Chris Marco, aged 67, was convicted on 43 counts of fraud after unlawfully acquiring over $34 million from six individuals, promising them lucrative returns from non-existent investment opportunities.
On Thursday, Western Australia’s Supreme Court handed down the 14-year sentence, with Marco eligible for parole after serving 12 years.
Over nearly eight years up to 2018, Marco collected a staggering $253 million from investors, repaying nearly $200 million before authorities intervened and he filed for bankruptcy.
Justice Natalie Whitby noted that Marco invested less than five percent of the funds and failed to generate any profits, despite assuring investors of high returns from supposedly exclusive schemes not accessible to the general public.
“Your offending involved a gross abuse of trust that the victims had placed in you and that you fostered,” she said.
“You developed friendships with many of your victims, and your reputation and standing in the community were factors that enabled you to gain their trust.

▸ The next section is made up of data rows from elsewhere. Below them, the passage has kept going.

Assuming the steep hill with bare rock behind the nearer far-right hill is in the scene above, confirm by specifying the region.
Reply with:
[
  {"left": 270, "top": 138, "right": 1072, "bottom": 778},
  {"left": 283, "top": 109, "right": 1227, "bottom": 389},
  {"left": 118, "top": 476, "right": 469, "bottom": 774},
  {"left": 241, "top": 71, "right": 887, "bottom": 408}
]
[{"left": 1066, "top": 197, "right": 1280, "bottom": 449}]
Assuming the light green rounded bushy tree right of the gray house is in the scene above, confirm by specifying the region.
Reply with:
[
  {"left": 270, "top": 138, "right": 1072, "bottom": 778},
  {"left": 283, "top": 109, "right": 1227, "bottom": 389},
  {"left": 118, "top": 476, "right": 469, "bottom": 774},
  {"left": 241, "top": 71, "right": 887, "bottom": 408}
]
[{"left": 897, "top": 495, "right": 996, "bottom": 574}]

“Then you defrauded each of them of large sums of money.”
Whitby said he knew what he told his victims was untrue, and he paid returns from their own and other investors’ funds.
This was done to enable him to continue his fraudulent scheme, as was Marco’s claims about future investment opportunities to induce his victims to roll over their funds and remain in the scheme, she said.

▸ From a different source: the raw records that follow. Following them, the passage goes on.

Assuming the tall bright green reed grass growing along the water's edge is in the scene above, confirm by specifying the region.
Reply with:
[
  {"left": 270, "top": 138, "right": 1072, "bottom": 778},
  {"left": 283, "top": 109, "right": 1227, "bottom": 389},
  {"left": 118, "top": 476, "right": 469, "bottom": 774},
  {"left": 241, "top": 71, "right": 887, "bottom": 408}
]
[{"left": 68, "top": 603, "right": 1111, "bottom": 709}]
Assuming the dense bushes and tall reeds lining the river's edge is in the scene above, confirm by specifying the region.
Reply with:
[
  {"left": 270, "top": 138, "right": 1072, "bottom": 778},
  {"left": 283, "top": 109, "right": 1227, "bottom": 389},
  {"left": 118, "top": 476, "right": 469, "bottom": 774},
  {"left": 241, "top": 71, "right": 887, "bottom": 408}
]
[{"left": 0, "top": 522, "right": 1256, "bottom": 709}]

He told his victims he was a successful private investor and that through decades of investing, he had developed relationships that enabled him to gain access to risk-free and exclusive private placement programs, Whitby said.
He also claimed to be a high-wealth businessman who had made large sums of money from investing.
In reality, he was an “unremarkable” country boy who owned and operated 16 businesses, including video shops, laundromats and newspaper rounds, before turning his hand to financial services and fraud.
“You spent the money … which you obtained from the victims on repaying victims and other investors, on real estate, cars, collectibles, shares and personal expenditure,” Whitby said.
“You did not receive any returns from any purported investments that were deposited into your bank accounts in the entire period.”
Outside court, Marco’s lawyer, Luka Margaretic, was scathing of the sentence and said his client would appeal against it and his convictions.
“I’ve never seen anything like it in 35 years of practice,” he told reporters.
“After a sentence like that, he’s obviously not doing very well.
“There’s going to be an appeal against sentence as well as conviction.”